GMK: One of the things Amy deals with is learning to cope with failure. How do you cope with failure?

SC: Um….I don’t know….I guess I just—time.

GMK: I guess you’ve never had to!

SC: No, I have—a lot—it’s just hard, you know!

GMK: Have you been in a situation where you’ve had to find yourself, or define yourself, as Amy does?

Scott Coffey and Emma Roberts

SC: I guess being an actor was really tough for me. I didn’t love doing that, even though I made a living at it, and I loved being on set, and the process of working on movies. I was a little bit miserable as an actor. I didn’t love that. Even when I had really good roles, it wasn’t totally fulfilling to me. Once I sort of admitted that to myself, and still continued to do that, it was tough. I lost my sense of identity I think, my self-value. That was hard. I was living in Los Angeles, and really hating LA, the drudgery, and the sameness of it. When I finished Ellie Parker, I ejected myself out of the city. I moved to New York, and I lived in Oregon, and I wrote a bunch of scripts. A couple of things got made, and I did a lot of music videos and commercials in the meantime. It’s hard to make the kind of things I’m interested in making—indie, character-driven films. A lot of that stuff has migrated to television. [There are] a couple of movies I’ve been close on getting together and they haven’t gone…

GMK: Do you feel pressured to make your own opportunities?

SC: Whenever I’ve done things for myself, I’ve been rewarded and for the most part they have been the most successful [projects] for me.

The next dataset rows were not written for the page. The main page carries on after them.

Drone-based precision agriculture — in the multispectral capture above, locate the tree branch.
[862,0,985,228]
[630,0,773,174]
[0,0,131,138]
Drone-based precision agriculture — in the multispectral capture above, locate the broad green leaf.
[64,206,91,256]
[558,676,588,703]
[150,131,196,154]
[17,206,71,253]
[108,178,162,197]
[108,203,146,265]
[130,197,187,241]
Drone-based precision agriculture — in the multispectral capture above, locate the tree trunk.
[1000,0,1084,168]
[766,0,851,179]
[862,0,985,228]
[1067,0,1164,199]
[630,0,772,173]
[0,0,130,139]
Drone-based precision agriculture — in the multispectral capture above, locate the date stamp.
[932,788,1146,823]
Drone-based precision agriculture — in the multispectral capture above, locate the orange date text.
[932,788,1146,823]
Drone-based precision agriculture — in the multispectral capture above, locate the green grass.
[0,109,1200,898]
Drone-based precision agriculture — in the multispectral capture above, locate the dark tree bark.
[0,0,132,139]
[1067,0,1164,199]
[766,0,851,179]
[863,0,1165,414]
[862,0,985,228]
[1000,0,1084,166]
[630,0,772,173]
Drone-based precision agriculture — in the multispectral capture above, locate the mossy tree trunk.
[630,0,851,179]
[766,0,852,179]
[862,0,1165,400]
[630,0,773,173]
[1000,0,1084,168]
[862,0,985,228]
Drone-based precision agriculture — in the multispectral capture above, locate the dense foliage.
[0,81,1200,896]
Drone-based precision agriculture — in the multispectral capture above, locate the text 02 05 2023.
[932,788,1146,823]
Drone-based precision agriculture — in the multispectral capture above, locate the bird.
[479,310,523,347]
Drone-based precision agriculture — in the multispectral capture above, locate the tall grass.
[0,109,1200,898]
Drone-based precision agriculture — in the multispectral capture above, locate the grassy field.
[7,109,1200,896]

GMK: Books and authors are important to Amy. What books or authors have made the greatest impact on you?
Loon Lake by E. L. Doctorow, Dennis Cooper’s Closer, and The Sheltering Sky—that’s a book that I could read over and over and over again. It’s really haunting and amazing. Those are the three.

GMK: What about filmmakers you admire, or do you have any mentors?

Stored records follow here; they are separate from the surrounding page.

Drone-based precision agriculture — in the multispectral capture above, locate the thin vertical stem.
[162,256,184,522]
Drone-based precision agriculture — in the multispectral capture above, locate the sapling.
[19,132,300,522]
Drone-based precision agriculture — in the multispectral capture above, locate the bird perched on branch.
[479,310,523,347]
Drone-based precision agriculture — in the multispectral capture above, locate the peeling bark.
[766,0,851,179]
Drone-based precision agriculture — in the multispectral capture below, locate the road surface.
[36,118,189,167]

SC: Bertolucci, Woody Allen, Robert Altman, and David Lynch—even though he’s a mentor to me, he’s also an idol. He taught me the most about being on set and directing.

GMK: How did you work with Emma and your other actors on their roles?

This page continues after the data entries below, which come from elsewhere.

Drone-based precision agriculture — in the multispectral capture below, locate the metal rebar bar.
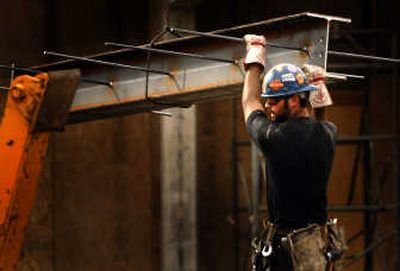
[0,64,113,87]
[166,27,308,54]
[327,204,395,212]
[104,42,236,64]
[336,134,397,144]
[327,51,400,63]
[43,51,172,76]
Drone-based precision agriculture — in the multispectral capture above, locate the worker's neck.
[289,107,310,118]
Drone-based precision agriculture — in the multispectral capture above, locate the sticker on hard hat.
[282,73,296,82]
[296,73,304,85]
[269,80,284,91]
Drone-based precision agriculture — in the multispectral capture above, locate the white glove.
[243,34,267,70]
[302,64,333,108]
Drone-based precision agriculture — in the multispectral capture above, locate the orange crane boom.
[0,70,80,271]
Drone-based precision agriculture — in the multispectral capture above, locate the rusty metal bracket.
[33,69,81,131]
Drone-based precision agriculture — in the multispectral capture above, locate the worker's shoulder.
[316,120,337,135]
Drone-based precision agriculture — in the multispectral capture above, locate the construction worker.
[242,35,342,271]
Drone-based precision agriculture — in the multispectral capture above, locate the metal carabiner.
[261,245,272,257]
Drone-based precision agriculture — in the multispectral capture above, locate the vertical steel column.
[392,33,400,271]
[251,141,261,234]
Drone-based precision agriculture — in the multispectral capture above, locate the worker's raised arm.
[242,35,266,122]
[302,64,332,120]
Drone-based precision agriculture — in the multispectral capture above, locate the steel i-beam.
[35,13,351,123]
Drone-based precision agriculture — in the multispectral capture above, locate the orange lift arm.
[0,70,80,271]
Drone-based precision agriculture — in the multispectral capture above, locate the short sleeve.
[321,121,337,142]
[246,110,271,149]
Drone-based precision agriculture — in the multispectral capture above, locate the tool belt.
[249,219,347,271]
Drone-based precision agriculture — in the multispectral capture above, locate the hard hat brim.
[261,85,318,98]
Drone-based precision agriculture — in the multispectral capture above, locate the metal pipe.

SC: I gave them a lot of freedom, and guided them to moments that were the most honest. That’s what I was mindful of. Instead of “Be angry,” I say stuff like, “When he says that line, it’s hurtful—defend yourself” as opposed to throwing out abstractions. But watching is really important—be the best audience member ever. I love watching actors.

GMK: Last question: Do you have any regrets like the characters in Adult World do?

SC: There’s a lot of stuff I’ve done that I wish I hadn’t. What Amy does in the movie, but wishes she had not done, is pretty benign. They are pretty minor things. I’ve reacted in ways that I regret reacting. I lost my temper in ways I wish I hadn’t. I don’t do that much anymore. I don’t have regrets about too many things. Guilt is a real human thing—especially weird misplaced guilt that’s not specific. That’s interesting, I wonder if that’s a very American thing or not…

Gary M. Kramer is the author of Independent Queer Cinema: Reviews and Interviews, and co-editor of the forthcoming Directory of World Cinema: Argentina.